Un chancho para el sabor
Hace como 40 años, cuando yo era un cabro chico, me mandaban de vacaciones al campo, al sur, donde un tío abuelo que tenía una pequeña fábrica artesanal de embutidos. Hacían longanizas, arrollados, queso de cabeza, de todo.
Un día, parado al lado de la máquina de moler y con toda mi inocencia de niño de ciudad, le pregunté: 'Tío, ¿y cuál es la receta de las longanizas? ¿Cómo sabe cuánta carne ponerle?'.
El viejo, un hombre de campo de esos tranquilos y prácticos, se limpió las manos en el delantal y me respondió con la honestidad más pura del mundo:
—Mire mijito, acá no hay receta escrita. Aquí le ponemos lo que llegue, con tal que el animalito esté sano. Si el vecino trae una vaca, le ponemos vaca. Si llega un caballo, bueno, se hace de caballo. Si hay ovejas, ovejas. Todo sirve.

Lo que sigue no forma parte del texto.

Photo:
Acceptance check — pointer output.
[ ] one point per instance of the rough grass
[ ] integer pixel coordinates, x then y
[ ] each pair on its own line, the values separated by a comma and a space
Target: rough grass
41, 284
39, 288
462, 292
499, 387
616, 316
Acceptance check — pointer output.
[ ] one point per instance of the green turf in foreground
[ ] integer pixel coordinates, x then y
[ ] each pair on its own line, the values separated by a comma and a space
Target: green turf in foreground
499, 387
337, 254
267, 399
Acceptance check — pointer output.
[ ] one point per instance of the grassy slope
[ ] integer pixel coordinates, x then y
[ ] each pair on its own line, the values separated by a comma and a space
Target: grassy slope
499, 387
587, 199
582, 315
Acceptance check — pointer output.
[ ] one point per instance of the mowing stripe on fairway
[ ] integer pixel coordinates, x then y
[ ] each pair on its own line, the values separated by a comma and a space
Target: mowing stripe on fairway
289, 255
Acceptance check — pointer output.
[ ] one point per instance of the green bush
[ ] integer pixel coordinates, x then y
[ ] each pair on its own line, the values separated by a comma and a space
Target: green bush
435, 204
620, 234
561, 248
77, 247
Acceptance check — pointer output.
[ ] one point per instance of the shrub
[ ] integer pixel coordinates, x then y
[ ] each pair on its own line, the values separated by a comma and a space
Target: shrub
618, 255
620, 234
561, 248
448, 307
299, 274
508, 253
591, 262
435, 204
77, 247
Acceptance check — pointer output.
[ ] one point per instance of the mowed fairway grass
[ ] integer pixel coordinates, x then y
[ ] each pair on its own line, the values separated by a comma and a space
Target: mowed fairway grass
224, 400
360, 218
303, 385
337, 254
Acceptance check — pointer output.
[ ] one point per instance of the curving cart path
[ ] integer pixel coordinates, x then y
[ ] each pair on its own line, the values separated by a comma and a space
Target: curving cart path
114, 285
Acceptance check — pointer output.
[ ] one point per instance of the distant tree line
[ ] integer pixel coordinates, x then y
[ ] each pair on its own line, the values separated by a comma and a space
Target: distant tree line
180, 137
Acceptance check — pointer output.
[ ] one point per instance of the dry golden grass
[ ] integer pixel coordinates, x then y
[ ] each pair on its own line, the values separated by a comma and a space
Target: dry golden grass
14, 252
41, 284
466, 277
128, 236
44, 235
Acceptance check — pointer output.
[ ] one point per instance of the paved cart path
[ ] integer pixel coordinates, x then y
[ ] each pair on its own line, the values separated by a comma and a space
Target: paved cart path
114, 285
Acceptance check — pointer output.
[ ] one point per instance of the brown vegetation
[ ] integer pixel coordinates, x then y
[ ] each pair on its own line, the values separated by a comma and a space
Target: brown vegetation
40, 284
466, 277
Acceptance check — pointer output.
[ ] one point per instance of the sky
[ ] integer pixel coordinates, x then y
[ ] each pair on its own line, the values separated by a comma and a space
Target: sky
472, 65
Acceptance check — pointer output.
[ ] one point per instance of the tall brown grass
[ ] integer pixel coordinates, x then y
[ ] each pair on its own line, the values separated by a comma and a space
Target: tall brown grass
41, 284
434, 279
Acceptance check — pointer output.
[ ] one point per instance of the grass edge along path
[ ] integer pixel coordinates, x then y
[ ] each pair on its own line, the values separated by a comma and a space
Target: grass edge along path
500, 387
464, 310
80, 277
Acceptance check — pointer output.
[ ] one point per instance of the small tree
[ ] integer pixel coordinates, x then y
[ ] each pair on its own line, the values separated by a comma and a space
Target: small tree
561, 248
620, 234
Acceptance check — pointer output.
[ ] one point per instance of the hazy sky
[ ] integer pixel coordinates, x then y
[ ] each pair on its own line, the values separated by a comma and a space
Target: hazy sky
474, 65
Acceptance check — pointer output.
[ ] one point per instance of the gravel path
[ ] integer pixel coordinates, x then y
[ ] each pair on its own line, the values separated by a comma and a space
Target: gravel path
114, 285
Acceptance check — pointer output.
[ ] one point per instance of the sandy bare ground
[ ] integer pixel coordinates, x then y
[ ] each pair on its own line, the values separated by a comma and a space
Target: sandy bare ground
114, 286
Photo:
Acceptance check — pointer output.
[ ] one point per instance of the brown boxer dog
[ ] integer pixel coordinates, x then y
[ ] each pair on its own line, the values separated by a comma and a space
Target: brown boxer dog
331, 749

Yo lo miré medio espantado, y él se rió y me dijo...
—Pero eso sí... siempre, pero siempre, hay que tirarle un chancho a la mezcla. El chancho es el que le da el sabor y la grasa. Sin el chancho, la cuestión no agarra gusto. Ese es el único secreto.
De esto han pasado cuatro décadas. Perdí el contacto con esa parte de la familia y no tengo idea si la fábrica sigue existiendo o si mantuvieron la 'tradición'. Pero desde ese día, cuando compro longaniza artesanal, prefiero comérmela callado y no preguntar mucho de qué está hecha.